Noi quattro finimmo nel letto grande di Janet in cerca di compagnia e mutuo conforto, non di sesso. Tutti quanti tenemmo le orecchie aperte alle notizie, gli occhi incollati allo schermo del terminale. Più o meno, vennero ripetute di continuo le stesse informazioni: attacco abortito dal Québec, il presidente dell’Impero di Chicago ucciso a letto, il confine con l’Impero chiuso, rapporti di sabotaggio non verificati, non scendete in strada, mantenete la calma; ma per quanto venissero ripetute sempre le stesse cose, tutti noi chiudevamo il becco e ci mettevamo in ascolto, in attesa di una notizia che desse un senso alle altre notizie.
Invece le cose continuarono a peggiorare tutta la notte. Alle quattro del mattino sapevamo che omicidi e sabotaggi si stavano svolgendo nel mondo intero; all’alba giungevano rapporti incontrollati di guai a Elle-Cinque, a Base Tycho, a Stazione Stazionaria, e (messaggio interrotto) a Cerere. Impossibile indovinare se la catastrofe avesse raggiunto Alpha Centauri o Tau Ceti… Ma una voce ufficiale dal terminale tirò a indovinare rifiutandosi di tirare a indovinare e invitando tutti a non lanciarsi in pericolose speculazioni.
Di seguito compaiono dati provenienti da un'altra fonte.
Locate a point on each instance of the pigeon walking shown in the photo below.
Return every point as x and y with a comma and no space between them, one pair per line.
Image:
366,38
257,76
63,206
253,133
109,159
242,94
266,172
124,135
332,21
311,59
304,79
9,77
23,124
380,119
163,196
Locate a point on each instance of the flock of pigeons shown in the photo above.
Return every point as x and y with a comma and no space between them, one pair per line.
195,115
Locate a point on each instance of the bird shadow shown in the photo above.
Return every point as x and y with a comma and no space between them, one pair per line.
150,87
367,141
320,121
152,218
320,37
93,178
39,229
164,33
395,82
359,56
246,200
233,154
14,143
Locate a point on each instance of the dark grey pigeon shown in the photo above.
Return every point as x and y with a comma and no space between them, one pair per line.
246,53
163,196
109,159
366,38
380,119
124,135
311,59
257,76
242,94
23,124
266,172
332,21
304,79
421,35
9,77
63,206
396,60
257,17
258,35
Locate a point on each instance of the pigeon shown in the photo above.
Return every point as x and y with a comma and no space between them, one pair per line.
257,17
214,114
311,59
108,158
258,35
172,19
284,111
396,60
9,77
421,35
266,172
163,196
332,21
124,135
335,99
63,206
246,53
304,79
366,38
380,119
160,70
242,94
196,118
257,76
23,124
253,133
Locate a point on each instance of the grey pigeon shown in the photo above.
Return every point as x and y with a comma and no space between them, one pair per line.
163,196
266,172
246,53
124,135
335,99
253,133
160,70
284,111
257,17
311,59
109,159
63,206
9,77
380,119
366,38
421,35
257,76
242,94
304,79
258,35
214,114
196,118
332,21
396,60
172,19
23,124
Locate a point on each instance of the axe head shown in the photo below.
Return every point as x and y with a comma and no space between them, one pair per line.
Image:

Verso le quattro, Janet, con un po’ d’aiuto da me, preparò panini e servì il caffè.
Mi svegliai alle nove perché Georges si muoveva. Scoprii che stavo dormendo con la testa sul suo petto e un braccio avvinghiato attorno a lui. Ian era dall’altra parte del letto, sdraiato-seduto sui cuscini, con gli occhi ancora attaccati allo schermo; però gli occhi erano chiusi. Janet era scomparsa: fuggita nella mia stanza, si era infilata in quello che teoricamente era il mio letto.
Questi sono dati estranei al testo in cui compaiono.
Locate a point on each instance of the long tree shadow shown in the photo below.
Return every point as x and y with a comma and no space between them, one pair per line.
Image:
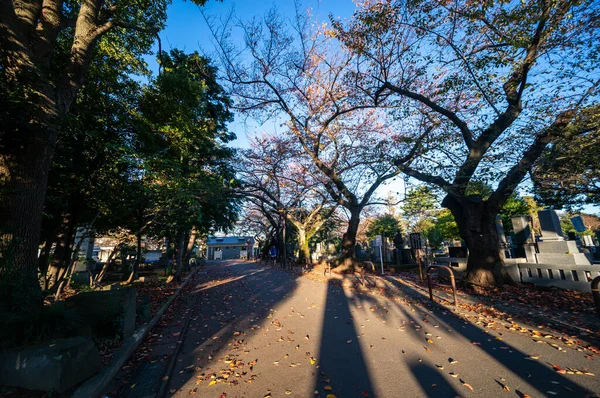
431,381
531,372
341,362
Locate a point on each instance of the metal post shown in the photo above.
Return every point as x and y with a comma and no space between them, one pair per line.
596,294
284,243
381,259
418,254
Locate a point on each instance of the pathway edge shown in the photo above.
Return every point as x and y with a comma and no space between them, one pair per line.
93,387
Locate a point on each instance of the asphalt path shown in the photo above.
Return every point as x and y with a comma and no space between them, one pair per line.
257,331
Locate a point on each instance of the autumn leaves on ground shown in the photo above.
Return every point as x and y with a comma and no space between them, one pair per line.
251,330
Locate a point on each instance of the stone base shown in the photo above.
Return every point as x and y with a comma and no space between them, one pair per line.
55,366
563,259
558,246
527,251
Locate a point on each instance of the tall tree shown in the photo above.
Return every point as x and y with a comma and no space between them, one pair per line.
273,173
288,71
568,172
502,79
186,111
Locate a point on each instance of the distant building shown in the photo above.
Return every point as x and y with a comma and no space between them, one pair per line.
229,247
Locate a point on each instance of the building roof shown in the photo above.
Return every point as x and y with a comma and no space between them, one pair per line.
229,240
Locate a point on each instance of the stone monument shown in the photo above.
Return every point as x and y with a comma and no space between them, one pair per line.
523,239
552,247
504,247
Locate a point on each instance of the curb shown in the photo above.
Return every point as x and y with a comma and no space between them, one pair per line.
93,388
164,384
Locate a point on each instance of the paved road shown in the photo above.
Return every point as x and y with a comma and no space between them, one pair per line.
259,332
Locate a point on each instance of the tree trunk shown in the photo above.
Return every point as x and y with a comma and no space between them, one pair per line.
138,258
100,276
190,245
303,249
179,258
349,240
62,253
476,222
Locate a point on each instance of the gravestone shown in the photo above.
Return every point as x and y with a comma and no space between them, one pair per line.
522,230
553,248
550,225
504,248
587,240
524,246
459,252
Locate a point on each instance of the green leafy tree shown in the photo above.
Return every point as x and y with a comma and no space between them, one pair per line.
186,111
386,225
418,204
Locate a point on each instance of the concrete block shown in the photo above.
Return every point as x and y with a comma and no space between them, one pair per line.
558,246
55,366
563,259
107,312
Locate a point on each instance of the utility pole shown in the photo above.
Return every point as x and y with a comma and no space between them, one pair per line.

Scoprii che, muovendomi con estrema lentezza, potevo districarmi e scendere dal letto senza svegliare Georges. Lo feci, e scivolai in bagno, dove mi sbarazzai dei residui di caffè e mi sentii meglio.
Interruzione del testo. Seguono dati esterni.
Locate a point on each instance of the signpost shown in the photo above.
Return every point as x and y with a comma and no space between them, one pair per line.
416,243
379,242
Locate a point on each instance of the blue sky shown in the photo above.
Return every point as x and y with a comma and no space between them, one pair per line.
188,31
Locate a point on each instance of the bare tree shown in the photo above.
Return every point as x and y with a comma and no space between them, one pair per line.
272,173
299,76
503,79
Con un’occhiata nella «mia» camera vidi la padrona di casa svanita. Era sveglia; agitò le dita nell’aria, poi mi fece cenno di entrare. Si spostò e io mi coricai con lei. Mi baciò. — Come stanno i ragazzi?
— Dormono tutti e due. O dormivano tre minuti fa.
— Bene. Hanno bisogno di sonno. Tendono tutti e due a preoccuparsi. Io no. Ho deciso che presentarmi all’Armageddon con occhi iniettati di sangue era inutile, così mi sono trasferita qui. Tu dormivi, mi pare.
— Può darsi. Non so a che ora mi sono addormentata. Ho l’impressione di aver sentito le stesse brutte notizie un migliaio di volte. Poi mi sono svegliata.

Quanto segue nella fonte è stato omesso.